Canada’s dollar depreciated 1.7 percent to C$1.0848 per U.S. dollar, the weakest level since Oct. 2, at 5 p.m. in Toronto, from C$1.0665 yesterday, when it gained as much as 1.4 percent. One Canadian dollar buys 92.19 U.S. cents. For the week, the loonie dropped 2.9 percent, from C$1.0538 on Oct. 23.

The nation’s gross domestic product shrank 0.1 percent in August, from unchanged in the previous month and a 0.1 percent expansion in June, Statistics Canada said in Ottawa. The median forecast in a Bloomberg News survey of 23 economists was for a 0.1 percent increase.

The report is another sign Canada’s economic recovery is “fragile,” and the government needs to continue with an economic stimulus package, Finance Minister Jim Flaherty told reporters today in Toronto.

Volatility an ‘Enemy’

Flaherty said he prefers stability in the Canada-U.S. exchange rate, and called volatility the “enemy” of local businesses and exporters. The U.S. is Canada’s biggest trade partner.

Bank of Canada officials intensified warnings at their Oct. 20 policy meeting that the strength of the currency, which gained 27 percent from a four-year low on March 9 through Oct. 19, threatens an economic recovery. The loonie dropped 5.3 percent since then.

Bank Governor Mark Carney reiterated the comments in parliamentary testimony this week in Ottawa.

U.S. stocks tumbled, with the Standard & Poor’s 500 Index falling 2.8 percent for the day and posting its first monthly loss since February, after reports showed drops in American consumer spending and confidence. Personal spending fell in September for the first time in five months, sliding 0.5 percent, the Commerce Department reported. The Reuters/University of Michigan final index of consumer sentiment decreased this month to 70.6 from 73.5 in September, which was the highest in more than a year.

Crude Plunges

Crude oil for December delivery plunged as much as 3.8 percent to $76.85 a barrel, the lowest price in two weeks, on the New York Mercantile Exchange.
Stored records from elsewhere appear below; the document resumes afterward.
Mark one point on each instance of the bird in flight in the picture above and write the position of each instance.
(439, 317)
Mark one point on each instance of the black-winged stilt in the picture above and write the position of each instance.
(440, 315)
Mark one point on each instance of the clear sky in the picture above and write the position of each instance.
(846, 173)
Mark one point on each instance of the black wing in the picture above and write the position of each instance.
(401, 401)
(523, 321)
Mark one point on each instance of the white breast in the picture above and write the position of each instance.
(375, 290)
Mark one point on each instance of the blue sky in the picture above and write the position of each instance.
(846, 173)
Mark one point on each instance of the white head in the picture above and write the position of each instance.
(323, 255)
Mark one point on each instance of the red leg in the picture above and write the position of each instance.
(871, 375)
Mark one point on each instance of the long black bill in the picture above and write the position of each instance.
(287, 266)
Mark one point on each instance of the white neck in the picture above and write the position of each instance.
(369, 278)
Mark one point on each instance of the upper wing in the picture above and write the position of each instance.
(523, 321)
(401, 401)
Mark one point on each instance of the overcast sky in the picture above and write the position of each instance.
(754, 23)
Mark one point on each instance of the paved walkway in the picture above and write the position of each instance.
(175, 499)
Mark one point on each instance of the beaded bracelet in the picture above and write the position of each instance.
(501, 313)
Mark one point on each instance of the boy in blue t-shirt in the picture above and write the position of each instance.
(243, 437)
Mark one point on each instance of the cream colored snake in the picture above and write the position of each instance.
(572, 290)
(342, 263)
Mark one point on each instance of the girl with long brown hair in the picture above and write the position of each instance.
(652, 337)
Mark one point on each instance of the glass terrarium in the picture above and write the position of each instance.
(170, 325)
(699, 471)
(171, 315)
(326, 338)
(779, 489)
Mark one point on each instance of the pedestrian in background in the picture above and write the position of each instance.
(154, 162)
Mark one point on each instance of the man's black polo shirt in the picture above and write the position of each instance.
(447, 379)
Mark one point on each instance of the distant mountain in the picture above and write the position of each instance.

Raw materials account for more than half of Canada’s export revenue, and crude is the nation’s biggest export.

Government bonds rose, pushing the Canadian two-year note’s yield down nine basis points, or 0.09 percentage point, to 1.38 percent. The price of the 1.25 percent security maturing in December 2011 increased 17 cents to C$99.73. Canada’s government debt lost investors 1 percent this year, according to a Merrill Lynch index.

The Canadian dollar was outperformed today by all of the 16 most-traded currencies tracked by Bloomberg against the U.S. currency except the New Zealand and Australian dollars. The greenback rose against 13 of them.

The loonie fell 1.4 percent for the month against its U.S. counterpart. It appreciated to C$1.0207 on Oct. 15, the strongest since July 29, 2008. The currency last traded equal to the greenback on July 22, 2008.

The Canadian dollar will trade at C$1.05 to the greenback by year-end, according to a Bloomberg survey of 37 economists and analysts.